With the news that there are two medical marijuana initiatives currently collecting signatures for inclusion on the Ohio ballot in November, I thought it might be a good idea to examine some of the science behind medical marijuana. This is certainly not a medical journal, and my goal is to make some of the scientific and legal aspects of medical marijuana as simple as I can — both for my benefit and the reader’s. None of this, of course, is medical advice — I’m not a doctor. Talk to your doctor about your specific treatment options.
Unfortunately, there has not been much research done on medical marijuana, at least not at the level that would be appropriate for some other prescription drugs.
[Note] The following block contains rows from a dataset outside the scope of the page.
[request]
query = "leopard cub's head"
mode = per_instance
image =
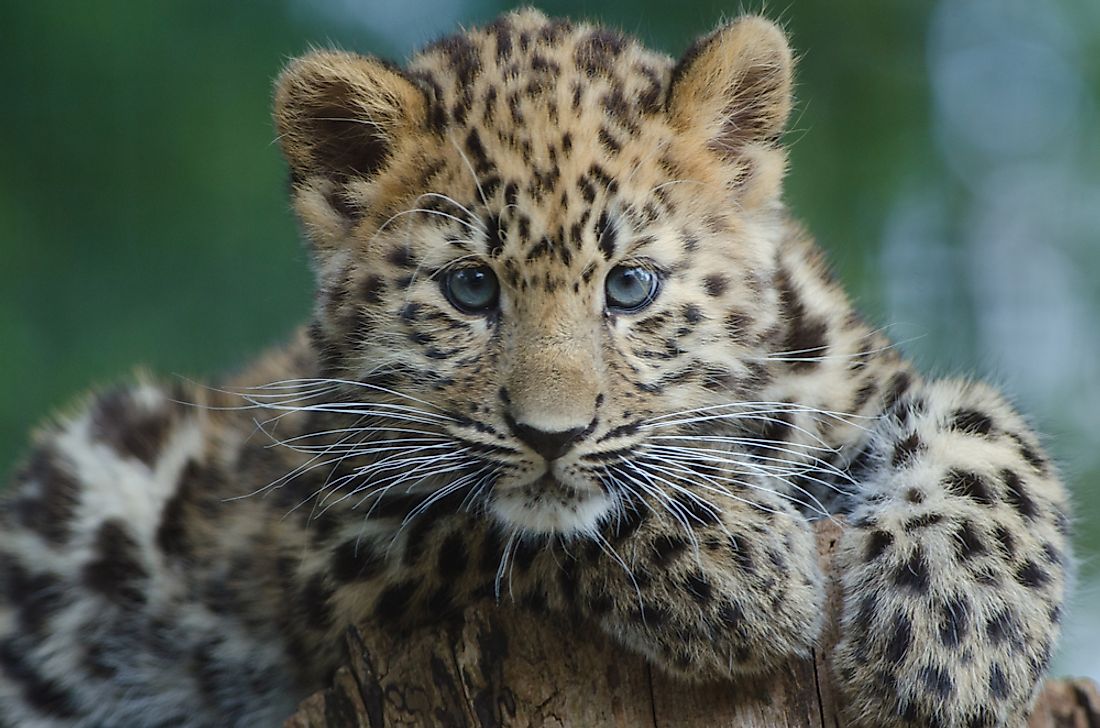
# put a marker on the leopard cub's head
(537, 244)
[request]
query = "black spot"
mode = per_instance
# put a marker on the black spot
(1002, 626)
(608, 141)
(954, 621)
(129, 427)
(440, 602)
(937, 680)
(1016, 495)
(699, 587)
(805, 334)
(628, 524)
(998, 683)
(1032, 575)
(901, 639)
(715, 284)
(967, 542)
(730, 614)
(968, 484)
(777, 427)
(491, 551)
(393, 604)
(400, 256)
(39, 596)
(923, 521)
(692, 313)
(116, 572)
(913, 574)
(971, 421)
(452, 556)
(172, 533)
(906, 450)
(1005, 539)
(606, 236)
(481, 161)
(695, 508)
(525, 553)
(1034, 459)
(315, 602)
(877, 542)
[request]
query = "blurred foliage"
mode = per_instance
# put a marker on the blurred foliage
(143, 217)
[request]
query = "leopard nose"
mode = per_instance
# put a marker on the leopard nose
(550, 445)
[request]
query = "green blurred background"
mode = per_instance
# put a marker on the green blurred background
(946, 154)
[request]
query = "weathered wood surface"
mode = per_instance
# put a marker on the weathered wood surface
(499, 668)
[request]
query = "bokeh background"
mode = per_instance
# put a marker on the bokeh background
(946, 153)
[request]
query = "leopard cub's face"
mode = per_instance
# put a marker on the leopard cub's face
(539, 245)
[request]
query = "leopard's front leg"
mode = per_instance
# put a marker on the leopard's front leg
(954, 566)
(702, 592)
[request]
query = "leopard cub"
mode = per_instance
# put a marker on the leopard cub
(569, 352)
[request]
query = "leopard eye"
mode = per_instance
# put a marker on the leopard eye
(630, 288)
(471, 289)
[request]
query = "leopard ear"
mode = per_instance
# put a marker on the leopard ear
(340, 116)
(734, 86)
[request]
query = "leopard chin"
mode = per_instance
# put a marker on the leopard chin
(549, 507)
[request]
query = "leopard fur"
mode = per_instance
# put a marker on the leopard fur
(190, 555)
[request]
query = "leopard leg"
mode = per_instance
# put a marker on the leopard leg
(954, 569)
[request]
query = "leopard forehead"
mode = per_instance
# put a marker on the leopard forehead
(550, 152)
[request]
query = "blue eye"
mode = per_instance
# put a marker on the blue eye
(630, 288)
(471, 289)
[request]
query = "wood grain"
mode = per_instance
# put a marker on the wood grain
(497, 668)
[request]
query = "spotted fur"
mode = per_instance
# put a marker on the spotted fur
(190, 556)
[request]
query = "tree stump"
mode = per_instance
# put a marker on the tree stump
(501, 668)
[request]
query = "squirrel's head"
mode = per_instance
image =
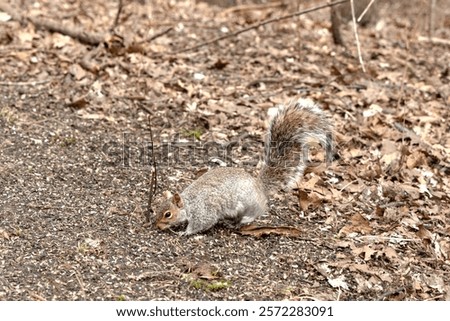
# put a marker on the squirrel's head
(169, 213)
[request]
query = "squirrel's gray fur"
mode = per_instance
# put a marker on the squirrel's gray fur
(235, 195)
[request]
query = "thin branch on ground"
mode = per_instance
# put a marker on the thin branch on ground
(156, 35)
(361, 16)
(355, 31)
(15, 15)
(432, 18)
(77, 33)
(116, 19)
(435, 40)
(260, 24)
(252, 7)
(55, 26)
(24, 83)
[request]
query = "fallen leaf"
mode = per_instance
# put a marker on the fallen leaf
(259, 231)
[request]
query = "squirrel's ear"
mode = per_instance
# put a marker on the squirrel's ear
(177, 201)
(167, 195)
This is fora few reasons: (1) it’s hard for researchers to procure the amount of marijuana they need to conduct this research, given the plant’s legal status; (2) it’s hard for researchers to get the funding they need to complete the studies; (3) it’s hard to find a plant with the consistent chemical makeup; and (4) patient responses regarding pain alleviation may be clouded by the euphoria, or “high,” that may result from using medical marijuana.
However, there are certain things that we do know. To start, the main reason for using marijuana as medicine is its cannabinoids — the group of chemicals that causes the physiological effects when a person uses the drug. These cannabinoids can also be found in other animals or plants or made synthetically. The one that has everybody talking is known as THC (tetrahydrocannabinol), since it is the most psychoactive of the bunch. THC is responsible for the resulting “high” after marijuana use.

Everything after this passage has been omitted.